Thales targets a slight improvement in its operating margin to 6 percent in 2012 from 5.7 percent in 2011. Despite jumping from 1.2 percent in 2009 when Vigneron was appointed, they remain well behind double-digit margins elsewhere in defence.
“The margins have been expected to come up for the last 10 years and they remain the lowest margins in our sector, both compared to other European defence companies and to US defence companies,” said RBC Capital analyst Rob Stallard.
“While they have improved, they still have a long way to go to get to parity with other stocks of similar business base. We think the main impediment is the structural disadvantage of French government constraints on the labour base.”
Seen as precise and sometimes austere, Levy graduated from France’s top engineering school with a bias towards telecoms, but developed and maintained connections in defence after working for the space affiliate of missile maker Matra.
Speaking on the eve of Vigneron’s departure, Edelstenne urged reporters to ignore speculation of a grand French merger that might combine Thales with aerospace groups Safran and Zodiac Aerospace any time soon.
However analysts noted that Levy’s well-publicized string of deals at Vivendi, a company seen as perpetually re-inventing itself, sent a clear signal Thales would be battle-ready for any future debate over France’s fragmented defence sector.

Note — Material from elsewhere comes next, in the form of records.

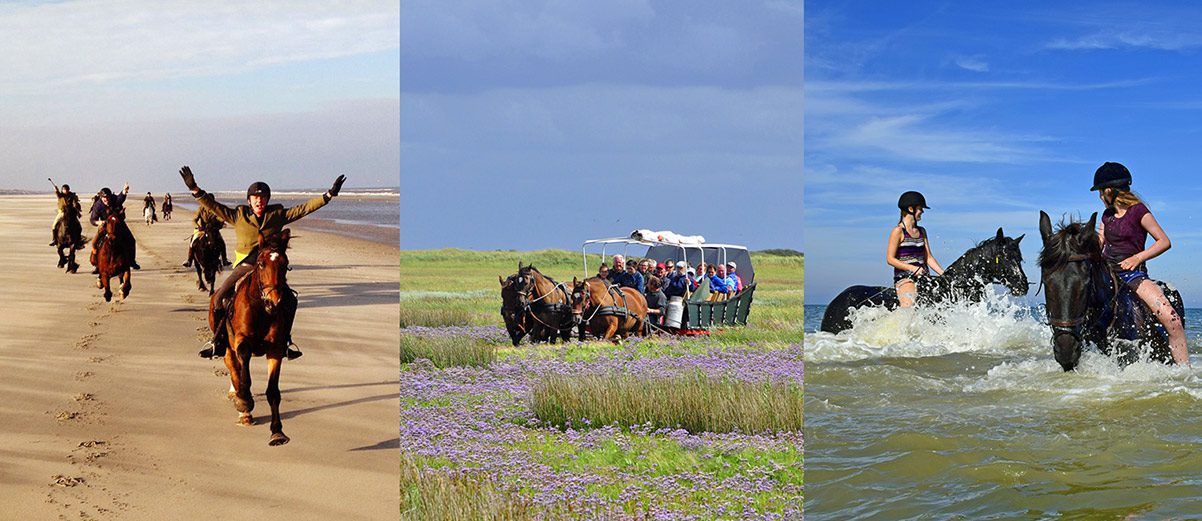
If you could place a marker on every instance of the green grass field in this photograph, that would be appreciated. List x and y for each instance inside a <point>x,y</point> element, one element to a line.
<point>477,438</point>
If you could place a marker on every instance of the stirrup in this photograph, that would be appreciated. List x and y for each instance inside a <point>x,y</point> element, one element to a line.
<point>292,354</point>
<point>210,350</point>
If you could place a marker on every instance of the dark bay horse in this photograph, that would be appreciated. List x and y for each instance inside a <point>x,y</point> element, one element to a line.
<point>1087,303</point>
<point>549,308</point>
<point>206,256</point>
<point>67,236</point>
<point>997,260</point>
<point>111,256</point>
<point>513,308</point>
<point>608,311</point>
<point>261,314</point>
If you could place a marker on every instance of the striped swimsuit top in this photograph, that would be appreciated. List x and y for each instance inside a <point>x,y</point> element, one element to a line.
<point>912,252</point>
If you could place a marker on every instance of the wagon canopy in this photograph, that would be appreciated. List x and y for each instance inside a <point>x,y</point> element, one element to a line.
<point>692,254</point>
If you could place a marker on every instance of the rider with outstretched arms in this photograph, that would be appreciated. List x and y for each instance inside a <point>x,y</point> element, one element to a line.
<point>67,202</point>
<point>250,221</point>
<point>206,221</point>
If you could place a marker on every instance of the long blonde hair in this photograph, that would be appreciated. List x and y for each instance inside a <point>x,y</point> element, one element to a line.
<point>1117,197</point>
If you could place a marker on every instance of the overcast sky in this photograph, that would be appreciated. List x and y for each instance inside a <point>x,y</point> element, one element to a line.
<point>291,93</point>
<point>995,111</point>
<point>537,124</point>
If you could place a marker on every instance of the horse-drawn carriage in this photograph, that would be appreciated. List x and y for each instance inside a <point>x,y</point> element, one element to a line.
<point>697,313</point>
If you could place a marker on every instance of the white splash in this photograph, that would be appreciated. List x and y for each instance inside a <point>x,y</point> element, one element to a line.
<point>997,325</point>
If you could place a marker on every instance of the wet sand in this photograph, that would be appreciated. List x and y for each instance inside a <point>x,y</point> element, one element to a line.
<point>106,412</point>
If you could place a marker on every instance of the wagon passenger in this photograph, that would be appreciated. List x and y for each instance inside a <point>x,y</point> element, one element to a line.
<point>655,301</point>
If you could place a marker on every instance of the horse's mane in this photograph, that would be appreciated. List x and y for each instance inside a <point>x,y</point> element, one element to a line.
<point>1072,238</point>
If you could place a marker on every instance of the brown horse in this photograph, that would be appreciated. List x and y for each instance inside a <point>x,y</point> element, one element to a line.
<point>614,311</point>
<point>67,237</point>
<point>548,305</point>
<point>261,314</point>
<point>206,256</point>
<point>111,256</point>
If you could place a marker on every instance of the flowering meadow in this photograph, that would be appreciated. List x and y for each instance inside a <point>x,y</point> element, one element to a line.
<point>656,428</point>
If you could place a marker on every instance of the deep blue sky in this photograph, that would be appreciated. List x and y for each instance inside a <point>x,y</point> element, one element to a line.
<point>995,111</point>
<point>541,124</point>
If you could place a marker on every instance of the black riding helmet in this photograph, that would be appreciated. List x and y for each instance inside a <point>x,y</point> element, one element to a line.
<point>259,188</point>
<point>1111,175</point>
<point>912,199</point>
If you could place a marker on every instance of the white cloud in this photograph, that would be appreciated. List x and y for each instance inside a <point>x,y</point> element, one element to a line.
<point>973,64</point>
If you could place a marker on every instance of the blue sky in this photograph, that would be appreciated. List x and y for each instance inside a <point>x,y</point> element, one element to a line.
<point>541,124</point>
<point>291,93</point>
<point>995,111</point>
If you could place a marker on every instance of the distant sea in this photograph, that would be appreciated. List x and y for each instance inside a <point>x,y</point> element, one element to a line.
<point>372,214</point>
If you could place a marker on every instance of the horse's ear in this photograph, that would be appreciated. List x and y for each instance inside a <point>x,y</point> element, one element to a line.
<point>1045,225</point>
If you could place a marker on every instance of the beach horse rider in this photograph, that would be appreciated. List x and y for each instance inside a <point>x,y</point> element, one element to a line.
<point>250,221</point>
<point>105,205</point>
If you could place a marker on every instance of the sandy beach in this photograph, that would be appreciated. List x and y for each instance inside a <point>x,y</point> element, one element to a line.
<point>106,412</point>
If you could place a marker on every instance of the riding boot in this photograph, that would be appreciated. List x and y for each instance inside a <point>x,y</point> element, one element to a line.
<point>216,347</point>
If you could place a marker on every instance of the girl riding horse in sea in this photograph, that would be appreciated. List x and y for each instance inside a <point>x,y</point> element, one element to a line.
<point>908,250</point>
<point>250,221</point>
<point>1125,228</point>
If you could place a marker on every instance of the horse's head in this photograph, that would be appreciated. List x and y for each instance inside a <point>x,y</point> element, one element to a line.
<point>579,299</point>
<point>1000,261</point>
<point>271,268</point>
<point>1066,265</point>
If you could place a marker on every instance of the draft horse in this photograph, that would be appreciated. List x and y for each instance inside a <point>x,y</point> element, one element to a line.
<point>547,303</point>
<point>112,256</point>
<point>206,258</point>
<point>515,311</point>
<point>1086,301</point>
<point>260,323</point>
<point>608,311</point>
<point>995,260</point>
<point>67,236</point>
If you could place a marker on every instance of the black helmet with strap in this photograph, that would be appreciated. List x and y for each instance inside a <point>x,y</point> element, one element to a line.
<point>1112,175</point>
<point>259,188</point>
<point>911,199</point>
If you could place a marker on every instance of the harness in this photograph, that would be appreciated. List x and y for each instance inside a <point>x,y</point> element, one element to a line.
<point>1072,325</point>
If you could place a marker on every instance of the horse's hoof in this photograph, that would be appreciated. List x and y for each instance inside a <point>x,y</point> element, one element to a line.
<point>278,438</point>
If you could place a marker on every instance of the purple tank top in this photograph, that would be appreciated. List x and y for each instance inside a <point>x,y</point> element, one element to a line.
<point>1124,235</point>
<point>912,250</point>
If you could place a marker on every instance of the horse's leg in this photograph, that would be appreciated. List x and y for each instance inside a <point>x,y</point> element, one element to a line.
<point>239,377</point>
<point>273,398</point>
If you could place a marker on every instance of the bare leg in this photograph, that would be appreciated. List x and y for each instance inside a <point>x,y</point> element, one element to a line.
<point>906,292</point>
<point>1150,294</point>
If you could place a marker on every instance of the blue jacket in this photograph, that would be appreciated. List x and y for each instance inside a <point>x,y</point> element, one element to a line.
<point>718,284</point>
<point>677,285</point>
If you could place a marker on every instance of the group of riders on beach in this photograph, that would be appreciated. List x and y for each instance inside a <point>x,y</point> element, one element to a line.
<point>1089,270</point>
<point>251,311</point>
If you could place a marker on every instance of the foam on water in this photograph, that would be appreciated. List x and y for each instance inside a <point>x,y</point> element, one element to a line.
<point>997,325</point>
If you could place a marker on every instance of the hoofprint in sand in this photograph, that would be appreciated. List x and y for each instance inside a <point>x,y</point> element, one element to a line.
<point>107,412</point>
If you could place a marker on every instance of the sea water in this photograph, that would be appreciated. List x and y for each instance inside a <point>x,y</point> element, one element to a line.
<point>960,412</point>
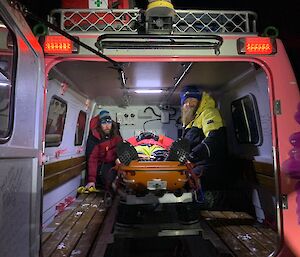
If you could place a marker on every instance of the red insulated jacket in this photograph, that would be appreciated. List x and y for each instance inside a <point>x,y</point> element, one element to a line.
<point>104,152</point>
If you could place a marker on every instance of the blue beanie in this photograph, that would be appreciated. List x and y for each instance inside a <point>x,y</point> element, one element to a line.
<point>190,91</point>
<point>104,115</point>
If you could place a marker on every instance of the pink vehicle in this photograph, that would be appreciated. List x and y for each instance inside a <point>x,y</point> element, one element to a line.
<point>134,63</point>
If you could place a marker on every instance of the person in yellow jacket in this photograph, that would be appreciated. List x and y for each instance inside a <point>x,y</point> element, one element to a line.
<point>204,129</point>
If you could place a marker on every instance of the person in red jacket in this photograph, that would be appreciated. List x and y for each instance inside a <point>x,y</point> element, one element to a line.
<point>102,156</point>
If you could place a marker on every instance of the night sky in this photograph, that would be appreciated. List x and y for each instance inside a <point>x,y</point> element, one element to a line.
<point>284,15</point>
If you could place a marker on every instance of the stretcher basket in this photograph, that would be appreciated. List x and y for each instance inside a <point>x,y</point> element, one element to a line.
<point>154,175</point>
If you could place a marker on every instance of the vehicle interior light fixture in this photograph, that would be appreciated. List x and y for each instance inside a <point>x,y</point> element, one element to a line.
<point>59,45</point>
<point>257,45</point>
<point>148,91</point>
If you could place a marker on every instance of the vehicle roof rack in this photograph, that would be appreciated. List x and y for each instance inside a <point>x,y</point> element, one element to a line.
<point>191,22</point>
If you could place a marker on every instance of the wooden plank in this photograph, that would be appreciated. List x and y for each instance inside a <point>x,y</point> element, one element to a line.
<point>59,219</point>
<point>253,246</point>
<point>267,182</point>
<point>230,240</point>
<point>83,247</point>
<point>73,236</point>
<point>62,177</point>
<point>55,167</point>
<point>259,237</point>
<point>264,168</point>
<point>269,233</point>
<point>57,236</point>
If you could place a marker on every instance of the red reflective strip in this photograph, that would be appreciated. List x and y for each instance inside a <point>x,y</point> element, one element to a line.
<point>258,46</point>
<point>57,44</point>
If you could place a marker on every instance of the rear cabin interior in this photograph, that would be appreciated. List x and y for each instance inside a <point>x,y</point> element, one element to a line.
<point>245,223</point>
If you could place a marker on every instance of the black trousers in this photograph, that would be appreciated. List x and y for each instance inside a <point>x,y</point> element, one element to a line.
<point>106,175</point>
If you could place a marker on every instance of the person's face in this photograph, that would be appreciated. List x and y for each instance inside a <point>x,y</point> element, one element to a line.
<point>106,126</point>
<point>189,109</point>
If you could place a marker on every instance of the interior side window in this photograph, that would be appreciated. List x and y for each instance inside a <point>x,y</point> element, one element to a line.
<point>55,121</point>
<point>80,127</point>
<point>246,120</point>
<point>8,58</point>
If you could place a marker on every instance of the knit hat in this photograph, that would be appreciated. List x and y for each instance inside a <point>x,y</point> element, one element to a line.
<point>104,115</point>
<point>190,91</point>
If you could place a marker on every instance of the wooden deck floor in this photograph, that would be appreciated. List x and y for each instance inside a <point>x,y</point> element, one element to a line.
<point>74,232</point>
<point>241,233</point>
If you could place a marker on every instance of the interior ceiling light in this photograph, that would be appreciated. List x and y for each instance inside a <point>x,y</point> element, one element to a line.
<point>148,91</point>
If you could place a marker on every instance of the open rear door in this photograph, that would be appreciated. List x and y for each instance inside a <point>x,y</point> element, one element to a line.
<point>21,98</point>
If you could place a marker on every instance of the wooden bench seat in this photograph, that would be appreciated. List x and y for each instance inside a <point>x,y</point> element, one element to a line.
<point>241,233</point>
<point>73,231</point>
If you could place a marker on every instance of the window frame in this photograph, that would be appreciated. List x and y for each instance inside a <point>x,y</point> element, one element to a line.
<point>62,134</point>
<point>11,114</point>
<point>256,118</point>
<point>81,111</point>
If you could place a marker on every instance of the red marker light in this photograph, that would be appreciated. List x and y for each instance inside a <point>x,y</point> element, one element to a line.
<point>256,45</point>
<point>58,45</point>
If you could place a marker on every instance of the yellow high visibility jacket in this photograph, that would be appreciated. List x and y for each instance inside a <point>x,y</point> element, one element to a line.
<point>207,116</point>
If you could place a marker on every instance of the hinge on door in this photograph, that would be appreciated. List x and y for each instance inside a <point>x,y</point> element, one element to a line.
<point>277,107</point>
<point>284,202</point>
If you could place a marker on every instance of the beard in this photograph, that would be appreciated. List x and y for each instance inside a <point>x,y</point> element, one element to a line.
<point>187,115</point>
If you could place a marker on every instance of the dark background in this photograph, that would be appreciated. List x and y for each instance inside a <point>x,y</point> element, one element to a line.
<point>284,15</point>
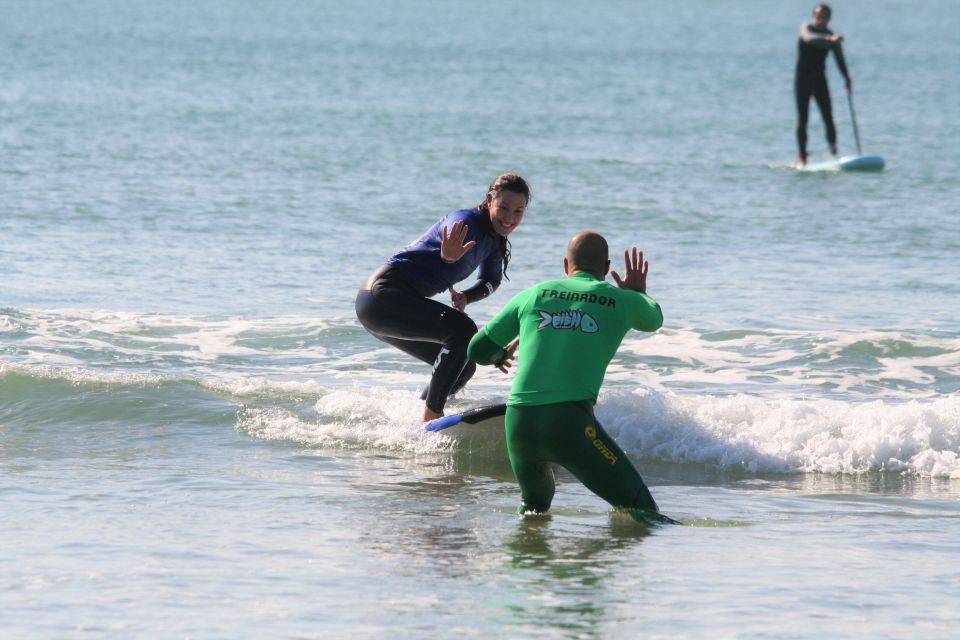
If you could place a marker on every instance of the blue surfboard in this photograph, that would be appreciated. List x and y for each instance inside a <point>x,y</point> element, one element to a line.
<point>475,415</point>
<point>845,163</point>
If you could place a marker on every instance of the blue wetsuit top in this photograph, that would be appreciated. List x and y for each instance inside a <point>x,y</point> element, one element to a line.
<point>422,265</point>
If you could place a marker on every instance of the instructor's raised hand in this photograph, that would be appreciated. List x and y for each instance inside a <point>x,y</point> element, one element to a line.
<point>636,268</point>
<point>452,247</point>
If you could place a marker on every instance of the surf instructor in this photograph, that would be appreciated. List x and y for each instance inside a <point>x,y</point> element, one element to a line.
<point>395,306</point>
<point>569,331</point>
<point>816,42</point>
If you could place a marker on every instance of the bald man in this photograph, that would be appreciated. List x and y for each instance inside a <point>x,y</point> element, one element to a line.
<point>569,331</point>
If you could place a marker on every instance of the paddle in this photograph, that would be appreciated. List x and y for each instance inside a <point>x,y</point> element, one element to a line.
<point>853,117</point>
<point>470,416</point>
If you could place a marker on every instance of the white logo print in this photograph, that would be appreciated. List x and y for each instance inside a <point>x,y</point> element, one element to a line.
<point>568,320</point>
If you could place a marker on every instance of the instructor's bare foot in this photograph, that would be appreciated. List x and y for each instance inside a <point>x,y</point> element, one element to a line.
<point>429,414</point>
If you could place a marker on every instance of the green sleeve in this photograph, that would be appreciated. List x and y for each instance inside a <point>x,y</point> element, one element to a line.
<point>647,315</point>
<point>485,346</point>
<point>483,350</point>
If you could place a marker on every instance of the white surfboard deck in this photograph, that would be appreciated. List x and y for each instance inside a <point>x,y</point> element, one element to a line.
<point>843,163</point>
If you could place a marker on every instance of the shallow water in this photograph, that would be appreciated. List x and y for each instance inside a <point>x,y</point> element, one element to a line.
<point>197,439</point>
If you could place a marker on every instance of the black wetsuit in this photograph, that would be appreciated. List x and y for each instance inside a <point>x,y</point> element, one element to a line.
<point>394,305</point>
<point>811,80</point>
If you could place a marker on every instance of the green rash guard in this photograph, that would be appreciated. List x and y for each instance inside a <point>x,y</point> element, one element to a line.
<point>569,331</point>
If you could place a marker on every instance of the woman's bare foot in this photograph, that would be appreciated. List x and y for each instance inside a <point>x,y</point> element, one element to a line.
<point>429,414</point>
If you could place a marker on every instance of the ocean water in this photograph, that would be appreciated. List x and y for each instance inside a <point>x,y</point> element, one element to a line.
<point>197,439</point>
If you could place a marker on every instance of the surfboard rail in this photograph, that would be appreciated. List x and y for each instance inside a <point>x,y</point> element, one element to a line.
<point>468,416</point>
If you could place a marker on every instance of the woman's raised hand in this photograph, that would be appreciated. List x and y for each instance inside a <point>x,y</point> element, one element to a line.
<point>452,247</point>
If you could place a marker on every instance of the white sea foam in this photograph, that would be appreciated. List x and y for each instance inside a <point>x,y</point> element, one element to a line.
<point>351,419</point>
<point>779,435</point>
<point>752,434</point>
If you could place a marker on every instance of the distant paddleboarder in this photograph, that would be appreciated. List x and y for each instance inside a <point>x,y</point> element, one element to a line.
<point>569,331</point>
<point>816,42</point>
<point>394,305</point>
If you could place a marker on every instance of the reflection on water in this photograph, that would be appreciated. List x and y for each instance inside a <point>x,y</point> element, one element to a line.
<point>566,579</point>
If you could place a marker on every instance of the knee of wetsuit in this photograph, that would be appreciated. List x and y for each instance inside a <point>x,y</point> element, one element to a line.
<point>468,370</point>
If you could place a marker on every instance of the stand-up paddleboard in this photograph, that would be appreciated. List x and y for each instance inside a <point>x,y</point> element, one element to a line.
<point>490,413</point>
<point>844,163</point>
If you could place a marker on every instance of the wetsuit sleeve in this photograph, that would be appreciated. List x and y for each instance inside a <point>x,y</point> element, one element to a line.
<point>819,39</point>
<point>480,290</point>
<point>646,313</point>
<point>841,62</point>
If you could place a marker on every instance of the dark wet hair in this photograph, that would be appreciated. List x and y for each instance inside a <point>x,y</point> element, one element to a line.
<point>515,183</point>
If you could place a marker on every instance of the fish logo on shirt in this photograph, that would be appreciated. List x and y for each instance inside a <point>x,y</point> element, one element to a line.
<point>568,320</point>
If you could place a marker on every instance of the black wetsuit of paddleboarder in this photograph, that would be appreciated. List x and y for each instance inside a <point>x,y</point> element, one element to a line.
<point>811,80</point>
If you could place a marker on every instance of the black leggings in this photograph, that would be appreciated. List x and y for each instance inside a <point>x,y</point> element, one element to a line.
<point>393,311</point>
<point>818,89</point>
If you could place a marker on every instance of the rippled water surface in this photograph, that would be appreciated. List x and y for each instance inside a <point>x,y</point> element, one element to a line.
<point>197,439</point>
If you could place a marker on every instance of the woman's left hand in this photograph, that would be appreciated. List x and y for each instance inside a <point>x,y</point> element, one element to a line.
<point>458,299</point>
<point>452,247</point>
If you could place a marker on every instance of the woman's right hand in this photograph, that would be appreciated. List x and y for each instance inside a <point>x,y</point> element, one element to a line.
<point>452,247</point>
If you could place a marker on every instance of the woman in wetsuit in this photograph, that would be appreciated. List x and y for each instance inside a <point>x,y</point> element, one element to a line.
<point>816,42</point>
<point>394,305</point>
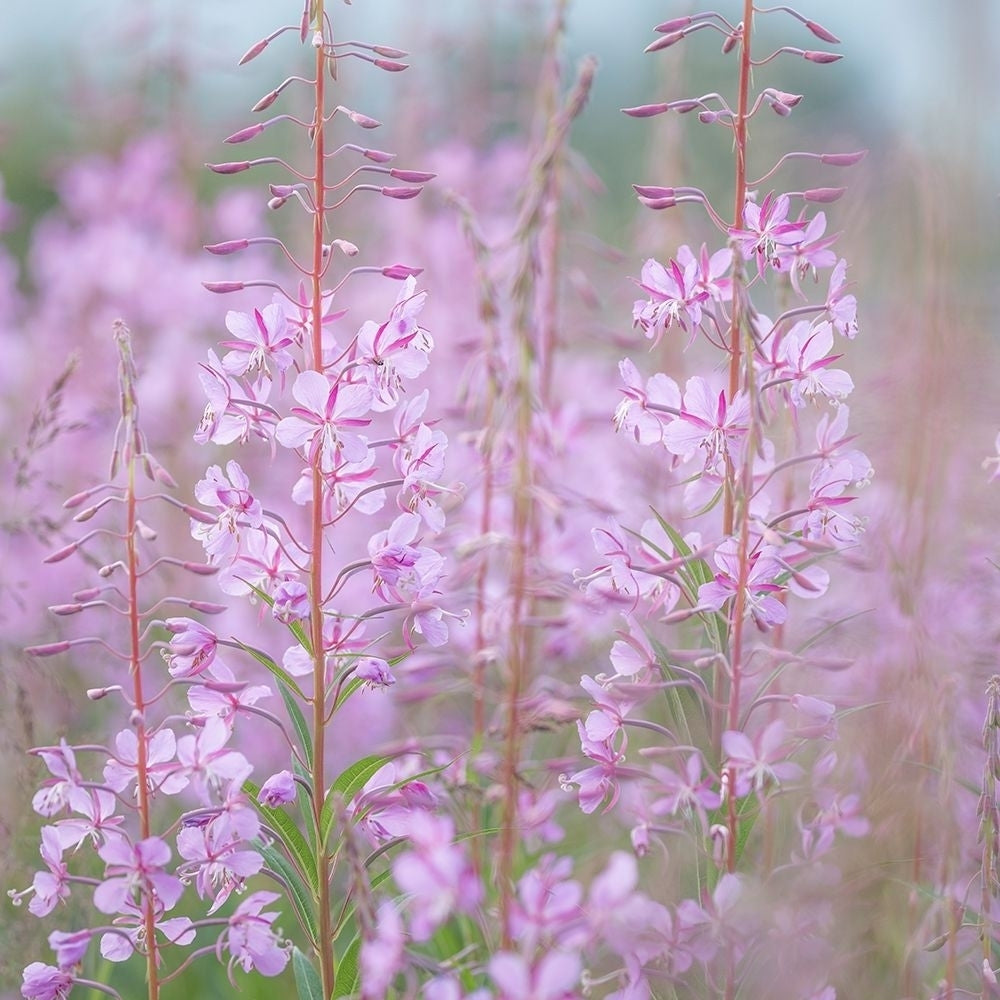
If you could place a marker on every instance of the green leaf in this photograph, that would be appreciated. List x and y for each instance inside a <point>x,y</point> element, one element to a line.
<point>349,782</point>
<point>307,980</point>
<point>290,834</point>
<point>298,721</point>
<point>279,673</point>
<point>348,973</point>
<point>299,895</point>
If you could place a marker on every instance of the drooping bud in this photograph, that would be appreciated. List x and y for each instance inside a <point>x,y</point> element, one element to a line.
<point>235,167</point>
<point>245,134</point>
<point>821,57</point>
<point>645,110</point>
<point>843,159</point>
<point>823,195</point>
<point>400,272</point>
<point>229,246</point>
<point>412,176</point>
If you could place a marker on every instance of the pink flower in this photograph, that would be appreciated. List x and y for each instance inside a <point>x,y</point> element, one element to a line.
<point>45,982</point>
<point>760,762</point>
<point>71,947</point>
<point>396,350</point>
<point>191,649</point>
<point>53,796</point>
<point>553,977</point>
<point>323,422</point>
<point>161,771</point>
<point>261,339</point>
<point>767,231</point>
<point>278,790</point>
<point>250,939</point>
<point>206,762</point>
<point>239,509</point>
<point>435,873</point>
<point>804,358</point>
<point>841,307</point>
<point>214,859</point>
<point>760,589</point>
<point>136,869</point>
<point>634,414</point>
<point>404,572</point>
<point>382,955</point>
<point>52,886</point>
<point>708,422</point>
<point>291,602</point>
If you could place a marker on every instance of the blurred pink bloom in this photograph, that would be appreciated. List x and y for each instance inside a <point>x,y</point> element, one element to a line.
<point>760,589</point>
<point>435,873</point>
<point>762,761</point>
<point>708,422</point>
<point>382,955</point>
<point>278,790</point>
<point>45,982</point>
<point>322,422</point>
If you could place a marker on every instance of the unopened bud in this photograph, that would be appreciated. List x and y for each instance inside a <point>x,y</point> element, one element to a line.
<point>65,609</point>
<point>245,134</point>
<point>665,42</point>
<point>645,110</point>
<point>400,193</point>
<point>667,27</point>
<point>653,191</point>
<point>823,195</point>
<point>400,272</point>
<point>229,246</point>
<point>359,119</point>
<point>412,176</point>
<point>266,101</point>
<point>843,159</point>
<point>253,51</point>
<point>820,32</point>
<point>821,57</point>
<point>48,648</point>
<point>235,167</point>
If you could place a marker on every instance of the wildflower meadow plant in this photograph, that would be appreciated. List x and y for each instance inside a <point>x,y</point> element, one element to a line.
<point>366,720</point>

A failed merger earlier this year between European aerospace giants EADS and BAE Systems highlighted the scale of smaller European companies, which may come under pressure to bulk up to face growing competition from Asia.
The French government plans a White Paper on defence spending in January followed by a stringent five-year budget before the summer of 2013. Once these are completed, some analysts believe consolidation could return to the agenda.
“We thought there would be some movement after 2014 in the light of falling budgets everywhere, but now I think you could start to see something in 2013,” said Oddo Scecurities analyst Yan Derocles.
Any defence consolidation will be politically complex.
The French government owns 27 percent of Thales, 30 percent of Safran, 64 percent of naval shipyard DCNS and 100 percent of battle tank make Nexter. The Italian government controls Finmeccanica which is undergoing painful restructuring but which many see as another future potential Thales partner.
“As we saw with EADS and BAE, there are still significant political impediments to European defence consolidation,” Stallard said in a note.